In this exercise you will use scikit-learn, a popular machine learning package in python to train and tune a classifier. A particularly useful feature is that all classifiers (and linear models) are called using the same API, so it is easy to test between different models (see the sklearn-intro notebook for examples). So in this exercise we will a classification technique (logistic regression) that is representative of methods and challenges you will encounter when using any classification method.


## Dataset
We will be using a banking marketing dataset. 
The dataset is associated with direct marketing campaigns of a banking institution. Your job is to find out the best strategies to improve for the next marketing campaign. How can the bank have a greater effectiveness for future marketing campaigns? In order to answer this, we have to analyze the last marketing campaign the bank performed and identify the patterns that will help us find conclusions in order to develop future strategies.

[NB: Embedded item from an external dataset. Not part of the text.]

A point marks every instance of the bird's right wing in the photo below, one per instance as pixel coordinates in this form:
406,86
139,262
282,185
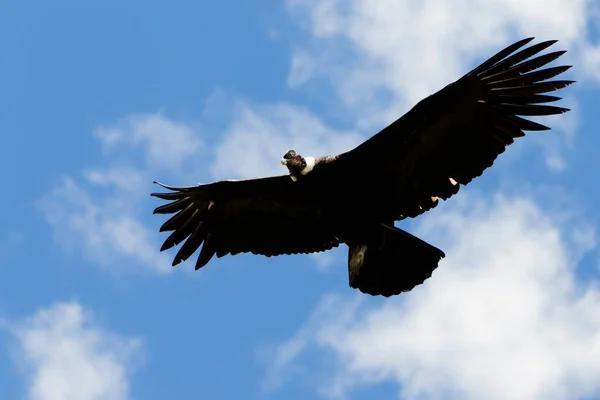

You have to predict whether a customer subscribes for term deposit or not using the following attributes: 

1 - age (numeric)<br>
2 - job : type of job (categorical: 'admin.','blue-collar','entrepreneur','housemaid','management','retired','self-employed','services','student','technician','unemployed','unknown')<br>
3 - marital : marital status (categorical: 'divorced','married','single','unknown'; note: 'divorced' means divorced or widowed)<br>
4 - education (categorical: 'basic.4y','basic.6y','basic.9y','high.school','illiterate','professional.course','university.degree','unknown')<br>
5 - default: has credit in default? (categorical: 'no','yes','unknown')<br>
6 - balance: balance amount (numeric)<br>
7 - housing: has housing loan? (categorical: 'no','yes','unknown')<br>
8 - loan: has personal loan? (categorical: 'no','yes','unknown')<br>
8 - contact: contact communication type (categorical: 'cellular','telephone')<br>
9 - month: last contact month of year (categorical: 'jan', 'feb', 'mar', ..., 'nov', 'dec')<br>
10 - day_of_week: last contact day of the week (categorical: 'mon','tue','wed','thu','fri')<br>
12 - campaign: number of contacts performed during this campaign and for this client (numeric, includes last contact)<br>
13 - pdays: number of days that passed by after the client was last contacted from a previous campaign (numeric; 999 means client was not previously contacted)<br>
14 - previous: number of contacts performed before this campaign and for this client (numeric)<br>
15 - poutcome: outcome of the previous marketing campaign (categorical: 'failure','nonexistent','success')<br>

features_ex2.xlsx contains the features. It has 4521 records. First 3165 observations are used for training dataset, next 678 observations are used for cross validation dataset and final 678 observations are used for test dataset.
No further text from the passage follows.